# Auger/gearbox Powershift 824 38540



## sirdeeker (Feb 21, 2015)

Hello Everyone,

I'm new to this forum but unfortunately not to snow. I had an older Toro powershift 824 (38540) where the auger would not turn. I diassembled it and I suspect to the point of removing the intake with auger from the motor half. At the time I got a good deal on a used snowcommander and that has worked great up until this snow filled winter. I'd like to get the Powershift snowthrower working again because it picks up packed snow and has the drive wheels to push through high heavy snow. 

How should I trouble shoot the auger/gearbox assembly? Should I be able to turn the shaft going into the gearbox by hand to get the auger to turn? Should I just open the gearbox and inspect and regrease everything anyway? Any recommendation on websites to purchase parts are welcomed. Some of our local hardware store have stopped stocking Toro parts due to order requirements.

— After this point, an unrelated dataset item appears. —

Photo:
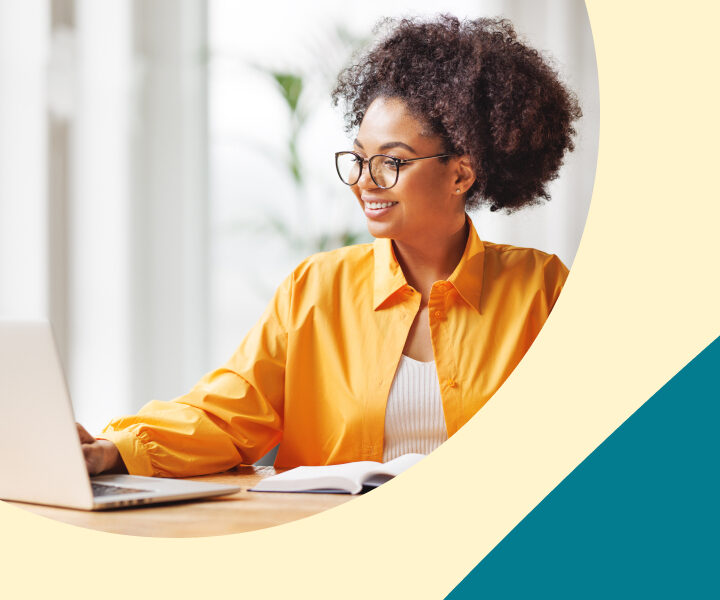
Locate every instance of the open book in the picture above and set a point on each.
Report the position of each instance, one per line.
(348, 478)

I will most likely start this later in the year. It's been too cold to work on it this year.

I am fairly handy but this is my first foray into significant snowblower work so detailed explanations are helpful. Thank you in advance for any help.

Dave


----------



## Kiss4aFrog (Nov 3, 2013)

Welcome to the forum Sirdeeker


----------



## Kiss4aFrog (Nov 3, 2013)

On the augers gearbox you should be able to turn the impellers shaft by hand and the auger shafts will turn. I think it's about a ten to one ratio as the impeller spins much faster the augers to blow the snow out.
It should feel smooth with no catches or ratcheting.


----------



## Shryp (Jan 1, 2011)

Yes. You should be able to turn the impeller and get the augers to turn. If it isn't turning you probably broke something in the gearbox unless something is just bent and hitting the housing. You could have seized bearings on the impeller or augers as well.

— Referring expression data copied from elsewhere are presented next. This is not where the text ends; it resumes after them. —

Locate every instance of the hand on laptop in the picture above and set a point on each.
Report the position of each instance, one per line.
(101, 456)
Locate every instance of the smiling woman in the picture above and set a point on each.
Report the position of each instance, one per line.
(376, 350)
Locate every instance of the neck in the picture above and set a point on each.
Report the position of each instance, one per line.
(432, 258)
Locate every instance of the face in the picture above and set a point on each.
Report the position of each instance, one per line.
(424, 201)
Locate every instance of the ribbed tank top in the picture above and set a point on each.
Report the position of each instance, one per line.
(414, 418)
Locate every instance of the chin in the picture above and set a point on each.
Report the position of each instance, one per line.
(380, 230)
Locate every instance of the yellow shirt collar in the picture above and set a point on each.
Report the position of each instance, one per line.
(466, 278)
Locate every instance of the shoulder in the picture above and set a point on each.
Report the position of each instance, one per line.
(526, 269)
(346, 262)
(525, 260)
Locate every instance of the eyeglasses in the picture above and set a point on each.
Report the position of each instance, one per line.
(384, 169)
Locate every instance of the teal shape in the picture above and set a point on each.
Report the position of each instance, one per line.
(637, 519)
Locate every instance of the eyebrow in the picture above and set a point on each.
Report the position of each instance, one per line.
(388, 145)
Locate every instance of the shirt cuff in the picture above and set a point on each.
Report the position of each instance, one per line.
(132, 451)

The gear box is a worm drive so remember that you can't turn things going backwards. The augers will not turn unless you are turning the impeller.

I would say if your machine is older and you have it half apart already just take it apart the rest of the way and clean and inspect everything. You will be much happier knowing everything is in good shape then wondering. The machines that used grease instead of oil had a tendency to dry out and ruin the gears eventually. You will probably also want to replace the impeller bearing when you have things apart.

You can see some good videos on this guys youtube channel. I don't recall any Toro gearboxes, but he does have a couple MTD, Craftsman and Murray videos. Your Toro should be the same basic design. Just search for gearbox.
https://www.youtube.com/user/donyboy73


----------



## Grunt (Nov 11, 2013)

Hello and welcome to the Toro forum sirdeeker. Here is a link to the Toro Powershift service manual to aid in your inspection and repairs. There are a lot of knowledgeable people here to help you along. You can go to the Toro web site and obtain an owners manual by entering your model and serial number if you need one.

Tosnowps[1] Copy


----------



## Pathfinder13 (Feb 28, 2014)

Welcome Sirdeeker ! lots of good folks around, and your machine will get straightened out. If you can post pics it's always a help to aid those helping.


----------



## UNDERTAKER (Dec 30, 2013)

IF IT IS A POWERSHIFT. I can fix it. ALOHA from the paradise city. here in the sub zero frozen TUNDRA.


----------